184.108.40.206 THE GRAPHIC SPACE OF THE 5TH-4TH INSTRUMENT
Let us represent the sign C-F-G-c in this system. This time we observe a similarity with the sign C-F-G-c of the melody side: both signs look the same. But this similarity is an octave apart, unfortunately, because the player sees c-F-G-C and not C-F-G-c.
An amusing phenomenon happened: The player sees fourths but hears fifths. When playing fifths towards him, he sees inverted fifths, that means fourths. But these are virtual fourths, and here is their effect: on the left c-F-G-C (fifths), the notes have kept their name, except for their octave! This has the following consequence: playing an identical pattern on both hands will produce identical notes but with an octave jump at each string change. This is of high visual facility, but musically useless.
There is an historical origin to the tuning in fifths: When Emmett Chapman was experimenting with ordinary guitars, he once had the idea of turning his guitar head down (this is genius!). What he saw then is analogous – but not identical – to the actual string set-up. Further reasons for adopting this tuning are really reflecting Chapman’s personality as a musician: he is an improviser and needs therefore the roots and fifths of his chords more than diatonic bass lines; he is a creator of “objets musicaux” – “musical objects”, to quote Pierre Schaeffer – probably willing to pay more debts to Jimi Hendrix than to the written musical tradition.

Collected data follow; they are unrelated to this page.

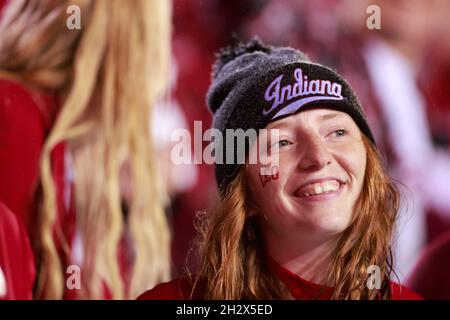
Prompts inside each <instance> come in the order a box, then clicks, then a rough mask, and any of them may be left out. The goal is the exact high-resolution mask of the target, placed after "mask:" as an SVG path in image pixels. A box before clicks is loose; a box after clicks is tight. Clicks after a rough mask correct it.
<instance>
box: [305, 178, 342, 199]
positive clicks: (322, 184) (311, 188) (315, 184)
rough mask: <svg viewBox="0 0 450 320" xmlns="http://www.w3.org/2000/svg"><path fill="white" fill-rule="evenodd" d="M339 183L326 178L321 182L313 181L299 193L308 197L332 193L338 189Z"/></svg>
mask: <svg viewBox="0 0 450 320" xmlns="http://www.w3.org/2000/svg"><path fill="white" fill-rule="evenodd" d="M339 186H340V183H339V182H338V181H336V180H328V181H324V182H321V183H313V184H310V185H307V186H305V187H304V188H303V190H302V192H301V193H300V194H301V195H303V196H305V197H310V196H314V195H319V194H322V193H332V192H334V191H336V190H337V189H339Z"/></svg>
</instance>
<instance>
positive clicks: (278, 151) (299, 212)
mask: <svg viewBox="0 0 450 320" xmlns="http://www.w3.org/2000/svg"><path fill="white" fill-rule="evenodd" d="M267 129H279V130H280V131H279V132H280V136H279V139H278V141H271V142H270V145H271V146H274V145H278V146H279V149H278V151H276V150H275V149H276V148H274V149H273V150H272V152H279V171H278V179H276V180H275V179H271V180H270V182H267V183H265V184H264V186H263V185H262V183H261V180H260V177H259V173H260V169H261V167H262V165H261V164H259V163H257V164H249V165H248V166H247V170H246V179H247V182H248V185H249V191H250V192H249V194H250V199H251V202H252V204H253V207H254V208H255V213H256V214H259V223H260V228H261V231H262V234H263V236H264V238H265V239H266V240H268V241H272V242H276V241H278V240H280V239H281V238H285V239H288V240H289V239H291V240H296V241H297V240H298V241H306V242H308V241H322V239H329V238H331V237H334V236H336V235H338V234H340V233H341V232H343V231H344V230H345V229H346V228H347V226H348V225H349V224H350V221H351V218H352V215H353V211H354V205H355V203H356V201H357V199H358V197H359V195H360V193H361V190H362V186H363V181H364V175H365V169H366V161H367V159H366V150H365V147H364V144H363V141H362V133H361V132H360V130H359V128H358V126H357V125H356V124H355V122H354V121H353V119H352V118H351V117H350V116H349V115H348V114H346V113H343V112H339V111H334V110H331V109H324V108H316V109H310V110H306V111H302V112H300V113H297V114H295V115H292V116H289V117H286V118H284V119H281V120H277V121H275V122H272V123H271V124H270V125H269V126H268V127H267ZM341 129H344V131H343V130H341ZM256 149H257V148H255V147H254V148H252V149H251V150H250V153H252V152H257V151H256ZM330 176H332V177H338V178H340V179H342V180H343V181H344V182H345V185H343V186H342V188H343V189H342V192H341V194H340V195H339V196H338V197H337V198H334V199H328V200H323V201H308V200H306V199H305V198H302V197H299V196H298V195H295V191H296V190H297V189H298V188H299V187H300V186H301V185H302V184H303V183H304V182H306V181H307V180H310V179H317V178H323V177H330ZM261 217H263V218H262V219H261ZM281 243H283V242H282V241H280V245H281Z"/></svg>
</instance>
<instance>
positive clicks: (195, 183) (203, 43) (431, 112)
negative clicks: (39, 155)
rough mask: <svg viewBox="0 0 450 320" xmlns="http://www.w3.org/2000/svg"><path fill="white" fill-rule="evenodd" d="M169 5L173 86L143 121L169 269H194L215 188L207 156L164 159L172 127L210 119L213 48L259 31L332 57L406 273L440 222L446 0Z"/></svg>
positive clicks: (444, 150) (273, 42)
mask: <svg viewBox="0 0 450 320" xmlns="http://www.w3.org/2000/svg"><path fill="white" fill-rule="evenodd" d="M12 1H14V0H12ZM161 1H163V0H161ZM164 1H165V0H164ZM1 4H2V1H0V8H1ZM370 4H376V5H378V6H379V7H380V9H381V29H374V30H369V29H368V28H367V25H366V21H367V18H368V17H369V15H370V14H369V13H367V12H366V10H367V7H368V6H369V5H370ZM172 15H173V16H172V22H173V34H172V58H171V63H170V64H171V75H170V78H171V81H170V88H171V94H170V96H171V97H170V99H169V100H168V101H165V102H164V103H163V105H158V106H157V107H156V109H155V112H154V118H153V120H152V121H153V126H152V133H153V140H154V142H155V147H156V151H157V153H158V155H159V159H160V160H161V161H160V164H159V165H160V166H161V172H163V175H162V176H163V178H164V183H165V184H164V185H165V188H166V189H167V193H168V195H169V201H168V202H167V203H166V207H165V209H166V214H167V217H168V219H169V223H170V227H171V237H172V244H171V255H172V277H176V276H180V275H182V274H183V273H184V272H185V268H186V266H188V267H190V268H192V269H195V267H196V259H195V254H192V252H191V250H190V248H191V244H192V240H193V237H194V235H195V227H194V223H193V221H194V218H195V216H196V215H197V214H198V213H201V212H204V211H208V210H209V209H211V208H212V206H213V205H214V203H215V200H216V199H217V193H216V191H215V190H216V186H215V179H214V168H213V166H211V165H207V164H198V165H194V164H192V165H182V166H181V165H180V166H177V165H174V164H173V163H172V162H171V161H170V152H171V148H172V147H173V145H174V144H175V142H174V141H171V139H170V134H171V132H172V130H174V129H177V128H187V129H188V130H190V131H191V132H192V136H193V130H194V121H202V124H203V130H206V129H208V128H209V127H210V126H211V114H210V113H209V111H208V110H207V108H206V104H205V95H206V91H207V88H208V86H209V84H210V77H211V66H212V64H213V62H214V60H215V53H216V52H217V50H219V49H220V48H221V47H223V46H226V45H228V44H229V42H230V41H231V39H232V38H233V37H238V38H239V39H242V40H248V39H250V38H252V37H254V36H258V37H259V38H260V39H261V40H262V41H263V42H265V43H268V44H272V45H282V46H291V47H294V48H297V49H300V50H302V51H303V52H305V53H306V54H308V55H309V57H310V58H311V59H312V60H315V61H318V62H320V63H322V64H325V65H328V66H331V67H333V68H335V69H336V70H338V72H339V73H340V74H342V75H344V77H345V78H346V79H347V80H348V81H349V83H350V84H351V85H352V86H353V88H354V89H355V91H356V92H357V94H358V96H359V99H360V101H361V103H362V105H363V106H364V108H365V110H366V113H367V115H368V120H369V123H370V126H371V128H372V130H373V132H374V135H375V138H376V141H377V143H378V146H379V147H380V149H381V151H382V153H383V156H384V157H385V159H386V163H387V164H388V168H389V172H390V174H391V176H392V177H394V178H395V179H396V180H397V181H398V182H399V187H400V190H401V191H402V199H403V201H402V209H401V210H402V214H401V219H400V221H399V222H398V228H397V230H398V231H397V234H396V237H395V247H394V250H395V256H396V261H397V262H396V270H397V275H398V277H399V279H400V280H401V281H402V282H406V281H412V282H414V281H415V279H416V278H415V277H418V276H417V273H418V271H417V270H416V269H415V266H416V265H417V264H418V263H419V262H420V261H419V260H420V257H421V256H422V255H423V254H424V252H426V250H427V248H428V247H429V246H430V245H431V246H433V243H435V242H436V241H438V242H439V241H441V242H442V240H441V239H442V238H443V237H445V236H446V234H448V232H450V188H449V187H448V185H449V183H450V149H449V148H450V146H449V140H450V25H449V21H450V19H449V18H450V1H447V0H429V1H423V0H396V1H390V0H377V1H375V0H374V1H370V2H369V1H364V0H315V1H306V0H303V1H302V0H245V1H242V0H173V2H172ZM0 37H1V35H0ZM130 192H131V191H130ZM447 256H448V257H449V258H448V259H450V252H449V251H448V250H447ZM440 261H441V262H442V263H445V262H444V260H440ZM447 263H448V262H447ZM447 265H448V264H447ZM449 272H450V271H449ZM419 273H420V272H419ZM419 278H420V277H419ZM449 278H450V274H449V275H448V276H446V279H449ZM411 279H412V280H411ZM417 281H418V282H420V281H422V280H417ZM422 282H423V281H422ZM447 283H448V280H447ZM448 290H450V288H448ZM423 292H425V291H423ZM423 292H422V294H423ZM431 296H432V295H431Z"/></svg>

In short, for an identical pattern, the playing of both hands is different, which is difficult. However there is a little trick (see Figure 1-9) which facilitates the visualisation of the board.
Figure 1-5 The relationship between left and right hand on the 5-4 instrument : The melody space of fourths is represented on the right side, while the bass space of fifths is on the left. It looks like the sign is transposed from the right to the left and remains identical! Not exactly: the name of the notes do not change, but their octaves do. An inversion has occurred. The player sees fourths but hears fifths.